The first generations of short cephalomedullary nails have been associated with unacceptable high rates (5%–23%) of perioperative periprosthetic fractures, attributed to nail jamming and abutment to the posterolateral cortex, to their high proximal nail valgus angle, to their excessively large distal diameters, inherent high material stiffness (stainless steel vs. titanium nails), as well as to poor canal preparation and distal interlocking insertion techniques.43,44,56 Subsequently, the use of a long cephalomedullary nail was adopted by many, to avoid such complications, with the additional benefit of spanning the whole femur, in theory, preventing a future periprosthetic fracture. Gradually, the additional concerns of increased blood loss after reaming, elongation of operative time, increased radiation exposure for distal interlocking, effective distal targeting, and anterior encroachment of the nail at the supracondylar region (because of their nonanatomical design with a radius of curvature of ≥2.0), have challenged the use of long cephalomedullary nails, especially for the stable subtypes of intertrochanteric fractures.6,22
Substantial modifications in cephalomedullary nail properties and design characteristics have definitely improved the performance of these devices. The improved characteristics of newer-generation short and long nails include the flexibility of the materials (titanium alloys), replication of the specific anatomic characteristics of the femur from databanks of hundreds of cadavers as far as the radius of curvature, the version and size of the proximal femur, the neck shaft angle, as well as the development of tapered stems and smaller locking screws.22
Unfortunately, high level of clinical evidence does not exist to allow the scientific community to reach safe conclusions regarding the optimal use of cephalomedullary nails, their indications, and clinically relevant advantages over the SHS, at least as far as stable intertrochanteric fractures. The comparison of clinical end points between studies using nails of different generations, designs, and characteristics of the existing meta-analysis remains frustratingly inconclusive.13,15,57
The absence of robust evidence extends also to the specific characteristics of the nails, as far as the 2 aspects of intramedullary fixation of intertrochanteric fractures that were the subject of this article. Despite the fact that the above studies demonstrate that the rates of complications are similar in both long and short nails, caution must be exercised when interpreting these results because of lack of robust evidence. Especially for unstable fractures or those with reverse obliquity (33.A3), it is our belief that there is no adequate evidence to support any deviation from the current practice, which is consistent with the use of a long statically locked nail.

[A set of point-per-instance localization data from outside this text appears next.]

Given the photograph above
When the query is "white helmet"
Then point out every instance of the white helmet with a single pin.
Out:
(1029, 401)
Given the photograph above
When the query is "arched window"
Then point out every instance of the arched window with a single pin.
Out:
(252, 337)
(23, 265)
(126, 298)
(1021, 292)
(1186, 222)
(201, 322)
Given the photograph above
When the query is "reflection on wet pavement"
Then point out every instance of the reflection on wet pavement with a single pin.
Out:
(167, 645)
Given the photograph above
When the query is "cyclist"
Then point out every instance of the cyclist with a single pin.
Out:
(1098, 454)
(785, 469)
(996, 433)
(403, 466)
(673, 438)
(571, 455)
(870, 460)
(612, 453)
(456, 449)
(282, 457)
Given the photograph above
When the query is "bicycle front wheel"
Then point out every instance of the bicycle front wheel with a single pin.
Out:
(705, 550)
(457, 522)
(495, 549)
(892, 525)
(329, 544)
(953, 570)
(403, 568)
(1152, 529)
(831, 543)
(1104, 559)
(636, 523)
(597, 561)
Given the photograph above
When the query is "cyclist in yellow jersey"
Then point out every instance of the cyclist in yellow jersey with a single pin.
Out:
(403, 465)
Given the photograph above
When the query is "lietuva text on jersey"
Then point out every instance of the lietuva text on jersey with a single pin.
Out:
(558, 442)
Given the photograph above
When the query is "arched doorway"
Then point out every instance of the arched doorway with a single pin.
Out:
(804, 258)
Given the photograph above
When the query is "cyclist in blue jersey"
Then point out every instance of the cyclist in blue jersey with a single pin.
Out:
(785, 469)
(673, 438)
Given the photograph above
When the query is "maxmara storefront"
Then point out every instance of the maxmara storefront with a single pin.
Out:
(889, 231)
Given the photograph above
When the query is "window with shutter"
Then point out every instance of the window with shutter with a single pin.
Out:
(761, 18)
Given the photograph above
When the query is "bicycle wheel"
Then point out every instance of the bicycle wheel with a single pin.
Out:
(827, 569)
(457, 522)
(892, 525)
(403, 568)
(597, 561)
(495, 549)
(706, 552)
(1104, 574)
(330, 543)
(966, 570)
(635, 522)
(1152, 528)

Difficulties on informed consent, recruitment, and follow-up of any cohort of this population for research purposes, because of the high incidence of comorbidities, dementia, high mortality, and dropout rates, may explain the absence of prospective high-quality evidence. Future studies should include functional outcome parameters, radiological outcome, and patient-reported outcomes. A well-designed, large-series randomized trial comparing long versus short nails with or without distal interlocking for the management of intertrochanteric fractures would be beneficial to the clinicians to balance meaningfully their decision making.